To adapt to new play situations quickly, the used models are only based on data from the last couple of seconds or minutes. This can lead to the problem that not enough samples may be available to confidently estimate all dynamic model parameters. This problem is mitigated by considering the full probability distribution of each parameter instead, using a beta distribution.
This work contributes to the understanding of interaction in games, modelling of raw user input and quantifying the model output using information theory. The described approach has been implemented in software and preliminary results from a prestudy are available.

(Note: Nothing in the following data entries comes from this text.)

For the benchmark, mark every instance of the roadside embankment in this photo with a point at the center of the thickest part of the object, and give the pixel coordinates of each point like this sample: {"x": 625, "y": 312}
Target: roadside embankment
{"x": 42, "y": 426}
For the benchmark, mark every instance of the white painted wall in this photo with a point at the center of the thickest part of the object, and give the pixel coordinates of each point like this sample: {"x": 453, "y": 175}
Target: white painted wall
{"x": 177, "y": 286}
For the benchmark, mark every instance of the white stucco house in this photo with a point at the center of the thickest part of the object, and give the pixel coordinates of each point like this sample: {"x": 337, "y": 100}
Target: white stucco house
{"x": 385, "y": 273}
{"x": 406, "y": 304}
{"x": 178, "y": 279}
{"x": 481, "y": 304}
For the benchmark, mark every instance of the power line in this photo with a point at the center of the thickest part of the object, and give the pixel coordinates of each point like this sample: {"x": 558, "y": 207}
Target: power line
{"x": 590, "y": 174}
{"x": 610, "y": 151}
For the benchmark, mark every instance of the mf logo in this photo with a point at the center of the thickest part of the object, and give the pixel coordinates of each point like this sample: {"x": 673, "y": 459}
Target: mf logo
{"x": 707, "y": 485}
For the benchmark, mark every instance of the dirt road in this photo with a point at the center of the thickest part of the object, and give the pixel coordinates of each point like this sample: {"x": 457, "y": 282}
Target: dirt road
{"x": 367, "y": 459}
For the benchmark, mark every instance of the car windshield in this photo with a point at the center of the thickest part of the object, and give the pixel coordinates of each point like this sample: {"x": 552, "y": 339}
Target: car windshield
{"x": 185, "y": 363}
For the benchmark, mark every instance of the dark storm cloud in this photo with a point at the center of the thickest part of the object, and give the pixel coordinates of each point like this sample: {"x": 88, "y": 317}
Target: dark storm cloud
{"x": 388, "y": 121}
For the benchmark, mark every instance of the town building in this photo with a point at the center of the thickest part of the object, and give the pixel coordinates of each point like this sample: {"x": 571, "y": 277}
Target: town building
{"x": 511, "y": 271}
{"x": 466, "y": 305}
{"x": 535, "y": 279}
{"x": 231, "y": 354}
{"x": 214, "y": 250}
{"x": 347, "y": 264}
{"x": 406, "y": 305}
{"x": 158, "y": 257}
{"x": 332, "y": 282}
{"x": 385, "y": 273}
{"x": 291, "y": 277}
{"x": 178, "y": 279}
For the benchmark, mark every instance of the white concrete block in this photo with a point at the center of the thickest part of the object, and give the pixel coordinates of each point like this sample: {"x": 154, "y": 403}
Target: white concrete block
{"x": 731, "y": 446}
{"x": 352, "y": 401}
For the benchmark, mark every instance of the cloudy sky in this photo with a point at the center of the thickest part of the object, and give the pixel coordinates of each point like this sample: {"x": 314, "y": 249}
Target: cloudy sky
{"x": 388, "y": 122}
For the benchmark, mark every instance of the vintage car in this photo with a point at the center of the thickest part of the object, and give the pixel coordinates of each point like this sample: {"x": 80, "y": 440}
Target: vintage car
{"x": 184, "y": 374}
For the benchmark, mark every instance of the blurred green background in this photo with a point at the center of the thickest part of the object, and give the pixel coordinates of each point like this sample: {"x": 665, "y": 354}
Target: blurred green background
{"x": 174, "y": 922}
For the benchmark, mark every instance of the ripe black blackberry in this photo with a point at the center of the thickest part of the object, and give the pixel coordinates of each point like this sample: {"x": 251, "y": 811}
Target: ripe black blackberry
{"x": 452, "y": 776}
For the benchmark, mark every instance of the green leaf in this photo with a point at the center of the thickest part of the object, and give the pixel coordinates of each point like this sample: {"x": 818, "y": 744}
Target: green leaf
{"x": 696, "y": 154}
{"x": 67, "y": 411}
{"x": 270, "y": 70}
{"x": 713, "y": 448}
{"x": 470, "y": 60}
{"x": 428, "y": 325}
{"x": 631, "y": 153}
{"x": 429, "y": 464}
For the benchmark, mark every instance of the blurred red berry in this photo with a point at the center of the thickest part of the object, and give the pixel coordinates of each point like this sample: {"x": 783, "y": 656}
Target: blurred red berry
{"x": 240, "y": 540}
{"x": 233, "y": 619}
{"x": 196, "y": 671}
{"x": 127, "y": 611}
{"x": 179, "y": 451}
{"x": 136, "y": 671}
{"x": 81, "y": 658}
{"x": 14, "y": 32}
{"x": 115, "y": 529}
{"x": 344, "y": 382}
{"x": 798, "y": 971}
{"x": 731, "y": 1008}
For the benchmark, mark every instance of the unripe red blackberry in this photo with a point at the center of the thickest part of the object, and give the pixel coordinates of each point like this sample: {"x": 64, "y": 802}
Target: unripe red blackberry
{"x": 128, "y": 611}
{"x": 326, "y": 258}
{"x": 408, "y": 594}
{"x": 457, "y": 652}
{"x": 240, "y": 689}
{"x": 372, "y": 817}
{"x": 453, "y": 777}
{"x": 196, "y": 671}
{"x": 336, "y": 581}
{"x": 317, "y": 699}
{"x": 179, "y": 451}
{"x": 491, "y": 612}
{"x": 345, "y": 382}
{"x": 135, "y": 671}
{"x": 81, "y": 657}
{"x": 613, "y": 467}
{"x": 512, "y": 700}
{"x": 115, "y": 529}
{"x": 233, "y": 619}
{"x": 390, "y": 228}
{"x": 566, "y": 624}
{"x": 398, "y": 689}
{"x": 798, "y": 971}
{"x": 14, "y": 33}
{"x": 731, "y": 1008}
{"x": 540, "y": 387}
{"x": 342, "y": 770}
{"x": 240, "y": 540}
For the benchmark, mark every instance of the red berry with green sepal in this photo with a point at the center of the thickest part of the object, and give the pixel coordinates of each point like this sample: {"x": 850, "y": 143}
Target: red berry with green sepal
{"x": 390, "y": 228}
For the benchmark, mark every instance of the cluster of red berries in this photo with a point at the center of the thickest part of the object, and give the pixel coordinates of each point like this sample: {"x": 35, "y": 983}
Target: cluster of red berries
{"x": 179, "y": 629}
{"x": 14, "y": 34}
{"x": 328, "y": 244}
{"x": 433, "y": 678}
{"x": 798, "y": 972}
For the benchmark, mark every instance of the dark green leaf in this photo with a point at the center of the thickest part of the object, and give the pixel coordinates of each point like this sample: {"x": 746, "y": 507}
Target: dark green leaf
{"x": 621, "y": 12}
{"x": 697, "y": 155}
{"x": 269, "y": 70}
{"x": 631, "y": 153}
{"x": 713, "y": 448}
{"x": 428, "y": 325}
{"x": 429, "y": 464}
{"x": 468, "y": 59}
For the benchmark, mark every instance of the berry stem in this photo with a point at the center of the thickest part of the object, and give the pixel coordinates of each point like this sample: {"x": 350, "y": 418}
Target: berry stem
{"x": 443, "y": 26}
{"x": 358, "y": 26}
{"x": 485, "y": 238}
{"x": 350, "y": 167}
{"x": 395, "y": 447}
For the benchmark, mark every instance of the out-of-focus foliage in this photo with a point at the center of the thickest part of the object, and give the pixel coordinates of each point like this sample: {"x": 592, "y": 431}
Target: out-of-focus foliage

In this exploratory prestudy, the post hoc analysis of nine different games from various genres revealed a number of interaction patterns. One of the observed patterns is routinization, a process in which an action is performed repeatedly until it is executed almost unconsciously. Research in this field, based on this thesis, has been performed in cooperation with Martin Pichlmair from the IT University Copenhagen, and a workin-progress paper is to be published in the proceedings of the ACM SIGCHI Annual Symposium on Computer-Human Interaction in Play (CHI PLAY) [Wallner, S., Pichlmair, M., Hecher, M., and Wimmer, M. (2015). Modeling Routinization in Games - An Information Theory Approach. In Proceedings of the Second ACM SIGCHI Annual Symposium on Computer-human Interaction in Play, page pp, London, UK. ACM.]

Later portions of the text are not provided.